I loved everything about words, really. Word search puzzles. MadLibs. Crosswords. Reading. Writing stories with a friend by alternating lines, or paragraphs, or pages. Telling stories. Writing plays. Poems. Puns. Especially puns.
At a young age, I (and my younger sister) had a vocabulary that was far larger and more rich than average.
This was not a universal advantage.
From very young ages, we ran into situations where people with less interest in language, in words, in discussion, simply did not understand what we were saying. It did not sit well, especially with people much older than we were. I lost count of the number of times I was accused of being a "smartypants" or of trying to prove I thought I was "better" than someone with all those big, fancy words. My sister had this experience even more often, and, being seven years younger than I was, found it even more difficult.
What has happened to the world, to the culture, that made it so that knowing MORE, is somehow wrong, or rude, or inappropriate, and especially so for children? How did we end up with a culture where people are proud of not knowing how to spell, or not being able to read well, where ignorance is somehow more "honest," and where anyone who cares about being precise with language is accused of looking down on others, and of trying to confuse people?
Nowhere is this more evident than on the internet.
I admit, I am biased.
I strongly prefer communicating with people who are ABLE to communicate verbally, whether it's orally or in writing.
I don't have a problem with people who, by circumstance or opportunity, have not had the advantage of growing up in a very literacy-positive environment, and who are aware of their difficulties with language and make an ongoing effort to learn and to improve.
My problem is with people who simply don't care, don't make an effort, and who then are somehow "offended" if people have trouble understanding their writing.
In these days of spellcheck and even the ability to have the computer check your writing for grammatical or punctuation errors, with easy access to online dictionaries, what is someone's excuse for continuing to misspell, use words incorrectly, inappropriately capitalize (always, or never!), write long run-on masses of words with incorrect or no punctuation, and otherwise massacre the language? Then, when what they write is both long and unreadable, get offended if someone suggests they proofread?

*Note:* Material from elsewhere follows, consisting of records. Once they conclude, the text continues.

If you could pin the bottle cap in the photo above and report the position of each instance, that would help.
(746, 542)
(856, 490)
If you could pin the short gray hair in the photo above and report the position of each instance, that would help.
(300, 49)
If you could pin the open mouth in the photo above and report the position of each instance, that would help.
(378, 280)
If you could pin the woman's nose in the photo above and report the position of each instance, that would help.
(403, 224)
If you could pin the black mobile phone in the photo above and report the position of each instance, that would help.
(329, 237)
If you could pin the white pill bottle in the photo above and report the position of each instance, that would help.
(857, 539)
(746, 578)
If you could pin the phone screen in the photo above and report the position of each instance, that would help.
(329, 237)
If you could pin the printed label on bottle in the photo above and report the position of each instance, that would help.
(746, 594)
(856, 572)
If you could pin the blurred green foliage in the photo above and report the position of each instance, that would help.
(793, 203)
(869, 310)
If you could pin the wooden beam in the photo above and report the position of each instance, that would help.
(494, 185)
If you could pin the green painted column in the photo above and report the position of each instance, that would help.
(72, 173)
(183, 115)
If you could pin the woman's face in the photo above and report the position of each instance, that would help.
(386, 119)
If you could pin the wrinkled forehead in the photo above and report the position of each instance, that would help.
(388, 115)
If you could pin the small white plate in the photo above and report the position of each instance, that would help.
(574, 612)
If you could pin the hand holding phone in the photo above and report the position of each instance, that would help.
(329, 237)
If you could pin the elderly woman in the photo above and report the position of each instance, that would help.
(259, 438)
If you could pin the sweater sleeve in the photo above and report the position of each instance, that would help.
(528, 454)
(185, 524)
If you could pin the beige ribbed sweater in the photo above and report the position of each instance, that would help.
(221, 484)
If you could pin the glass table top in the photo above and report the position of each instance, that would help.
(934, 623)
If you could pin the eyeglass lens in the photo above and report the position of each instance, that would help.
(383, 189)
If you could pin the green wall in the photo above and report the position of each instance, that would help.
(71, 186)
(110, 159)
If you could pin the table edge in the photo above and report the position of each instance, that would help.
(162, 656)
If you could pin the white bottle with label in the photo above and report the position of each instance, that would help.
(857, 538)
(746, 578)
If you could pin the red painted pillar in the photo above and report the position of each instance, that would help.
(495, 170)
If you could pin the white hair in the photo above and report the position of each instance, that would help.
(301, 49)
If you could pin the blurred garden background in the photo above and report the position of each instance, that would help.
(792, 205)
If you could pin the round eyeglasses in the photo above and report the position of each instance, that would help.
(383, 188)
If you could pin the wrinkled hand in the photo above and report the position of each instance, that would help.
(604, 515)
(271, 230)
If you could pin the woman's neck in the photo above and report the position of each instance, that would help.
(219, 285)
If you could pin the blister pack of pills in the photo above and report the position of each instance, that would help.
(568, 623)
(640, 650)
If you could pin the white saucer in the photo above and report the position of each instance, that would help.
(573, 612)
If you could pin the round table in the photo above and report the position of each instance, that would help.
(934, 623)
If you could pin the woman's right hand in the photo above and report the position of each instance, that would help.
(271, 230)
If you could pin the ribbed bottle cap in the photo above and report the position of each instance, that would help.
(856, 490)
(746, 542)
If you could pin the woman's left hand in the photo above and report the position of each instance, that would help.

It suggests to me that many of these people are not, really, attempting to communicate. They want to hold center stage, but have little of value to offer.
They may argue (or simply insist, lacking the skill to present and defend a position) that their thoughts and opinions have as much value as anyone else's, and they very well might. The problem is that no one knows for sure, since those thoughts and opinions are not communicated in any sort of coherent or understandable way.
What does all this have to do with unschooling?
I find it totally fascinating.
How is it, when people learn what they need to know, when they have a need for it, that we have SO MANY adults who have not learned, and WILL NOT learn, how to communicate effectively in writing, who then spend a lot of time in a primarily written environment such as the internet? Why aren't they improving their reading and writing skills? What is going on there?
It isn't that they are unaware of making errors.
Do they not care?
Do they think their way of writing is "just as good" as anyone else's, even when it isn't readable?
Are they so damaged by earlier experiences of being shamed, that they can't move past them?
At the same time, some of these people make me wonder why they are even interested in unschooling.
It begs the question of whether or not it is possible for anyone, or everyone, to unschool.
There is no set education level, or body of knowledge, that someone needs in order to unschool.
It seems obvious to me, though, that it isn't going to work very well in a family where the adults are not active learners, where they are not striving for better communication, better understanding. If the parent(s) can't communicate effectively, things are going to be very difficult. SO much of unschooling is about communication. Anyone who is set in their ways, who refuses to make multiple attempts to be understood, and who is offended by someone's inability to understand them when they make NO effort, is going to find unschooling uncomfortable, at the least, and perhaps impossible.
It also makes unschooling, as a whole, look like it is not an effective way to learn, when adults who have no ability to communicate effectively are the ones cluttering up online forums with poorly written, poorly argued, rants and attacks on other people. Any new unschooler, or interested person, whose first experience, the first unschooling information they see, looks like an English teacher's nightmare, is not going to be impressed, and may well find it difficult to even consider looking further.
It's not that I think everyone who writes anything about unschooling has any sort of responsibility to unschooling itself, to present it clearly, objectively, and most of all, intelligibly- but I would think they'd have that responsibility to THEMSELVES, not to come across as ill-informed, or, at times, just plain unintelligent. I would think they would be highly driven to learn, to improve, so they could be UNDERSTOOD.
I am quite puzzled that this is often not the case.
People so often point fingers at math, as the thing that "no one would ever want to learn," but in practice, it seems strange that the focus is all anti-math, when so many people are functionally illiterate- but that is ignored, and, in some cases, flaunted.